La storia è quella dell’avventura italiana a Fiume e nello specifico degli ultimi suoi giorni. Il poeta governa con mano eccentrica ed estro cosmopolita. Della Carta del Carnaro, costituzione tanto moderna quanto inattuata, già sapevamo, e così pure dell’astio di Giolitti e del voltagabbana di Benito Mussolini. Conoscevamo anche il carattere egocentrico ed esuberante del Vate in tutti i suoi più celebri tic. Bastava solo frullare tutto, e ovviamente saperlo fare, per ottenere un racconto avvincente.

Barbero poi sa quello che scrive, e c’è da esser certi che se D’Annunzio viene descritto tenere in mano un tale libro o mangiare un tale cibo, è la ricostruzione storica più fedele a parlare. Belle anche le pennellature sul carattere superstizioso e bambinesco del poeta, così come quel senso di sospensione che aleggia in quei giorni di resa dei conti sulla città e sui suoi notabili. Spoiler da quattro soldi: la città alla fine cadrà. D’altronde è un romanzo storico, non ucronico.

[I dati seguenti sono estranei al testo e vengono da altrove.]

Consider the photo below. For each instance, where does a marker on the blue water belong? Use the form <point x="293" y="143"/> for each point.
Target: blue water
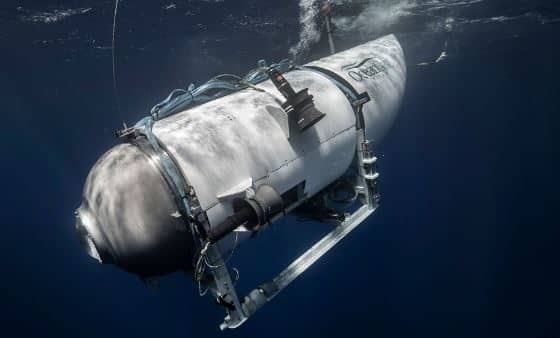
<point x="464" y="244"/>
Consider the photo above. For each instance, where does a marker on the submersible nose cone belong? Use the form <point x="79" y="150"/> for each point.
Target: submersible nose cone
<point x="129" y="216"/>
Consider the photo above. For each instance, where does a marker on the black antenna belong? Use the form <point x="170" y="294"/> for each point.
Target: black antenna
<point x="326" y="10"/>
<point x="113" y="56"/>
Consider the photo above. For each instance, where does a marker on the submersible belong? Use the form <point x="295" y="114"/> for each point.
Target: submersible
<point x="189" y="182"/>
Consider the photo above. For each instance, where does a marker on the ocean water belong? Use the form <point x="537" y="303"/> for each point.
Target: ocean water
<point x="464" y="243"/>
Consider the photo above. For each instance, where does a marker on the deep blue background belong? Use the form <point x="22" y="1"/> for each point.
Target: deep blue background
<point x="464" y="245"/>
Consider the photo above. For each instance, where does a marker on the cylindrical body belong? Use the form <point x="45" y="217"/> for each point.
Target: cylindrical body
<point x="242" y="140"/>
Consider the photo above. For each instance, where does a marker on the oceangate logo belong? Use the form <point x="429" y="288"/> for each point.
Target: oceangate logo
<point x="364" y="69"/>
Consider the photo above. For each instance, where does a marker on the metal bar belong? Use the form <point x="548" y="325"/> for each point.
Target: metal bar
<point x="265" y="292"/>
<point x="320" y="248"/>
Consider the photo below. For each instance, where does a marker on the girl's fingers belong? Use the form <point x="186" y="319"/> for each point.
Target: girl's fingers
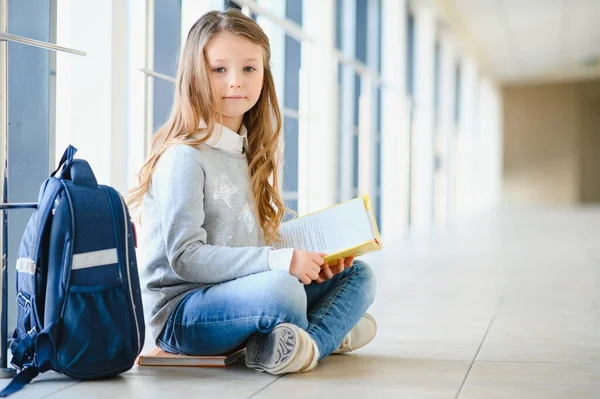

Fino a quel momento il racconto scivola con gusto, pagina dopo pagina. Chiuso il libro, resta solo un grande rimpianto, ed è che lo sguardo di Barbero sia rimasto un po’ troppo confinato nella camera da letto e sulle notti brave di D’Annunzio. Una ricostruzione fedele anch’essa, evidentemente. Ma di sicuro più d’un lettore avrebbe vagabondato volentieri lungo le strade fiumane anche di giorno, a cogliere il senso pieno e quotidiano di quell’esperienza controversa e ancora oggi incredibile che dev’essere stata la Repubblica del Carnaro.